In our organisation, we call this our ‘stress bucket’. Imagine a bucket as your capacity for stress. Every day, it fills up with pressures from both our work and home lives. It might be the hours you’re working, deadlines to meet, or you might be going through a life change such as a divorce or a bereavement. If growing numbers of these factors pour into your bucket at the same time, without healthy mechanisms to cope, it will eventually reach the top and overflow.
And just as we all have a different capacity for stress, it’s important to recognise that stress affects people differently too. What might come as second nature to one person could be the cause of a great deal of anxiety and worry for another.
Yet businesses have a duty of care to their employees, and this includes their mental wellbeing when at work. As such, it is within an organisation’s power to help manage and prevent stress in the workplace.
To help businesses, the HSE has developed its Management Standards for Work Related Stress. The Management Standards are five steps to help an organisation become better equipped to effectively manage and control the risks of work-related stress. The Management Standards offer an approach to risk management that can be reviewed in line with an organisation’s current policies and procedures and advises on how to make them part of everyday management.
An integral part of this is developing the managers within your organisation.
At Aggregate Industries, we have successfully introduced a company-wide Mental Health First Aid initiative in partnership with Mental Health First Aid England.
As part of the scheme, almost 300 of our employees have undertaken an introductory mental health awareness course. The three hour intensive programme looks at how mental health is defined and considers how individuals can look after their own mental health and wellbeing. It also aims to equip employees with the knowledge to support other colleagues and to better empathise with other people’s experiences.
Recognising the impact that stress-related illnesses have on our own business, we wanted to implement a programme that would help individuals spot the early signs of mental health problems to avoid wherever possible ill health and to guide them towards the right support.
Furthermore, we wanted our line managers to have a real understanding of mental health. So in addition to offering Mental Health First Aid England courses, we have also developed a resilience e-learning programme, which encourages managers to think about people’s roles and how they are supported and helps them spot the early signs of stress-related conditions within their own teams.
The response to opening up the dialogue around mental wellbeing and stress within our organisation has been phenomenal. 45 employees have gone on to train as a mental health first aider. These individuals can now provide help on a first aid basis and offer guidance to their colleagues about where to go for support. Just like our traditional safety first aiders, posters are placed at sites so our colleagues know who their site mental health first aiders are and how to reach them for support. This is proving invaluable and is encouraging our employees to be more open about a subject, which is very often just brushed under the carpet.
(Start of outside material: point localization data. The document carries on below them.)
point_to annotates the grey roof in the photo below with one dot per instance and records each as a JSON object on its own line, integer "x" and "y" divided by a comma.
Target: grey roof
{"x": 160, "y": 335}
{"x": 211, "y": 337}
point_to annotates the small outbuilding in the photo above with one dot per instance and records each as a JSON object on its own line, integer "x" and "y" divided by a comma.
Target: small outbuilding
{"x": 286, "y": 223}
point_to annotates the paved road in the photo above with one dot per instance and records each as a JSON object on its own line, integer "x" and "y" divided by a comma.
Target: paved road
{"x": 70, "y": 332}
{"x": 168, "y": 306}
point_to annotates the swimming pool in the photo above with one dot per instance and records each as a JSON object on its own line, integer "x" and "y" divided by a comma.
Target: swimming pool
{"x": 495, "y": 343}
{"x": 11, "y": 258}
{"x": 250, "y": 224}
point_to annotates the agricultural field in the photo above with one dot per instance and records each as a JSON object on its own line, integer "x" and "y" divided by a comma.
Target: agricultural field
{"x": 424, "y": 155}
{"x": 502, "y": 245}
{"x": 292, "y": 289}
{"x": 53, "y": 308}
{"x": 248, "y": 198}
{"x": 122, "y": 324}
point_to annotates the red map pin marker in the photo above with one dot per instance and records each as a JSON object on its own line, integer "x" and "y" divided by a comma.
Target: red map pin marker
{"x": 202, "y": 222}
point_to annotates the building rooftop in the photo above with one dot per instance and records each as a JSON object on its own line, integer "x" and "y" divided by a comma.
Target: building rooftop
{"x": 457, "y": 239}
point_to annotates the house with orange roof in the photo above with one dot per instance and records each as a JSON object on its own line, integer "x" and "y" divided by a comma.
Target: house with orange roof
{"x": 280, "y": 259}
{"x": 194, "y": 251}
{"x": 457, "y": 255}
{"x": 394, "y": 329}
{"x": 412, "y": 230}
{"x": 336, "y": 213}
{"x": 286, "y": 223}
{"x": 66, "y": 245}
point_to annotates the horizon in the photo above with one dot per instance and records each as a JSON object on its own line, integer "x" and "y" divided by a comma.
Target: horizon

We all have busy lives and to further support our employees we have launched Health Assured, an employee assistance programme aimed at providing support to employees to help them balance work and home life. The telephone service is free to all employees and available 24/7 and gives a confidential support in all areas of life from family issues, to lifestyle addictions, or financial worries.
For any business, taking a more open and supportive approach to mental health will help employees increase their resilience to stress-related conditions and help them to manage their stress buckets to ensure they don’t reach capacity, we can significantly reduce the impacts – on individuals and our wider organisations.